もはや家庭料理くらいはかなり出来るようになっていた。

舞衣は結構、煮物とか汁物などシブい献立を好む。酒、醤油、みりん、花かつおがすぐに無くなる家庭だ。おかげで毎日おばあちゃんの家の食卓みたいになっている。ひじきの煮物とか、白和えとか、きんぴらごぼうにしばわかめなんかの常備菜が並ぶ、およそ男子高校生が好まないであろう食事だが、俺はもう生前とこの世界で過ごした時間を合計したらアラサーなので、正直こういうのが美味い。


なんなら日本酒を温めて、鮭の西京焼きとかで晩酌したいくらいだが、舞衣がまだ酒が飲めないから我慢している。一度、一人だけ酒を飲んだら露骨に不機嫌だったからな……。肉体が毎回若返るというのも良いことばかりじゃないんだよ。


「おかわり!」

「あいよ」


妹にご飯を山盛りによそうのは楽しい。おかんの気持ちだ。

料理のステータス向上は、実生活においては非常に幸福度が高い。


翌日、調理実習の献立は偶然にも肉じゃが。それにわかめと油揚げの味噌汁に、小松菜のおひたしという俺の得意料理ばかりだ。

それにしてもこの学校のカリキュラムはどうなってんだ。俺が料理をまったくしなかったら時間割に調理実習は登場しないのだ。随分と俺に都合のいい世界じゃないかと思うかもしれないが、それでも難易度がクソ高いんだよ。圧倒的な成果を出してようやく、女の子からへぇ、いいじゃんと思われるわけで。

音楽だの美術だのの授業なんか毎回地獄なんだ。基本的にドン引きだからな。そう考えるとなおさら料理のスキルを上げるのって割に合わないよなぁ。でも毎日の食事のときに舞衣が笑顔でいてくれることより大事なことなどないから仕方がないな。

じゃがいもを洗っていると、懐かしい声を聞いた。


「あら、お芋を洗うのが上手ですねえ。いつも芋洗いされているのかしら?」


そのセリフの主は、長い黒髪を丁寧に編み上げたヘアスタイル。涼やかな目元に、泣きぼくろが一つ。和装が似合いそうな、うなじに色気のあるタイプ。

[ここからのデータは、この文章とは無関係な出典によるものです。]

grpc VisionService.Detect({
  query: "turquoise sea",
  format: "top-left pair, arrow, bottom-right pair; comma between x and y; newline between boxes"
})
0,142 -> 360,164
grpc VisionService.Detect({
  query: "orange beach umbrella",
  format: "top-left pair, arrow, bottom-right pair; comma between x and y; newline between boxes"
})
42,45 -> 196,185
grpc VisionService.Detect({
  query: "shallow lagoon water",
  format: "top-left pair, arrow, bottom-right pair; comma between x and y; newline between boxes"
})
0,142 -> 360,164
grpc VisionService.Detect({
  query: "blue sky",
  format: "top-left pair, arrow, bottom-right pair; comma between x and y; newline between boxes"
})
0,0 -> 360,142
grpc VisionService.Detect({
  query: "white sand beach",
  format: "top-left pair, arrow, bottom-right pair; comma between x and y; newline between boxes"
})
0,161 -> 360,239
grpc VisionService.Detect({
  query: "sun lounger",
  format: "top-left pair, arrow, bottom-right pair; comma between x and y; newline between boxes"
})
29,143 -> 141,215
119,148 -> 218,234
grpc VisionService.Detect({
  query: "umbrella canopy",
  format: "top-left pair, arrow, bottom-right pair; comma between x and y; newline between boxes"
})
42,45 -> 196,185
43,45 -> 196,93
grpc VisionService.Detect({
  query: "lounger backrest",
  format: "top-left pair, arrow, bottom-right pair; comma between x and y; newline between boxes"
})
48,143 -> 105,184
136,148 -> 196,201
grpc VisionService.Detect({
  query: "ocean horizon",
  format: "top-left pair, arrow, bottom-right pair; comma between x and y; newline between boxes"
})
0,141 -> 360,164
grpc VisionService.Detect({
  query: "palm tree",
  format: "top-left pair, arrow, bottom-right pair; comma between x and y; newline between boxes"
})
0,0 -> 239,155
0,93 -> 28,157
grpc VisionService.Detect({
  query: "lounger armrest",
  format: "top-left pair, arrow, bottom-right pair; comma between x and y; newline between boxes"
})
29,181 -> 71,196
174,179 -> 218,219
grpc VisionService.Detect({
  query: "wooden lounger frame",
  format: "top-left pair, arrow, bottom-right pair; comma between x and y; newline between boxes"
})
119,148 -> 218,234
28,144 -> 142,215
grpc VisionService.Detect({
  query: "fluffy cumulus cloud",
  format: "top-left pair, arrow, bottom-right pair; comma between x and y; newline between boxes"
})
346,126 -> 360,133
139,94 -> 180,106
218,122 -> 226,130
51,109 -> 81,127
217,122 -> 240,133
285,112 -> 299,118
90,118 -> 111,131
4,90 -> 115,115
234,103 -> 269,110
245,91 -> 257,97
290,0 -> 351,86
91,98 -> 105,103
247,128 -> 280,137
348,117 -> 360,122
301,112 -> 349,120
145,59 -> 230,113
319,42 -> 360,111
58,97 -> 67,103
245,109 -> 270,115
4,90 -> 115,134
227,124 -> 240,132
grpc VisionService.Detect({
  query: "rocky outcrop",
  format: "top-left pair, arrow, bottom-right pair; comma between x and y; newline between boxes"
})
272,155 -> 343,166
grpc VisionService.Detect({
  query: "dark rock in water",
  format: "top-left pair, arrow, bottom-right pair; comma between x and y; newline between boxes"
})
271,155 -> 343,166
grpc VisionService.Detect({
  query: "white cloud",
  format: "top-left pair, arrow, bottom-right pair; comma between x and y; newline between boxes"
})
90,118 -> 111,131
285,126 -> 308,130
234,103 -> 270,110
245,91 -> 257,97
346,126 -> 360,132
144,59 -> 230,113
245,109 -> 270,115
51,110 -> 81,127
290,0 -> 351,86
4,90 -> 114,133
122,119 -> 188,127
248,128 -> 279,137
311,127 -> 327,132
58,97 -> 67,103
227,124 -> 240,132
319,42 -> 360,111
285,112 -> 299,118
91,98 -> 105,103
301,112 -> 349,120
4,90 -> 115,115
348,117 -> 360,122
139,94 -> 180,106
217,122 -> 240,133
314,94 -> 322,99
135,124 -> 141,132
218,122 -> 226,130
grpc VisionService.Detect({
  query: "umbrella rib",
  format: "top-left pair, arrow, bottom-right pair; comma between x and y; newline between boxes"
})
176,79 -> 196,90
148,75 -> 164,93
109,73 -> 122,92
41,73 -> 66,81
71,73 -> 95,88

初めてこの世界にやってきたときに同じ料理部で過ごした、テレ屋で将棋好きの女の子。


間違いない。望比都沙羅もうひと さらの出会いイベントだ。


懐かしい。本当に懐かしい。十年以上話していないもんな。久しぶりに話せて嬉しいが、それを態度に表すことは出来ない。彼女は俺のことをまったく知らないのだ。はじめましてなのである。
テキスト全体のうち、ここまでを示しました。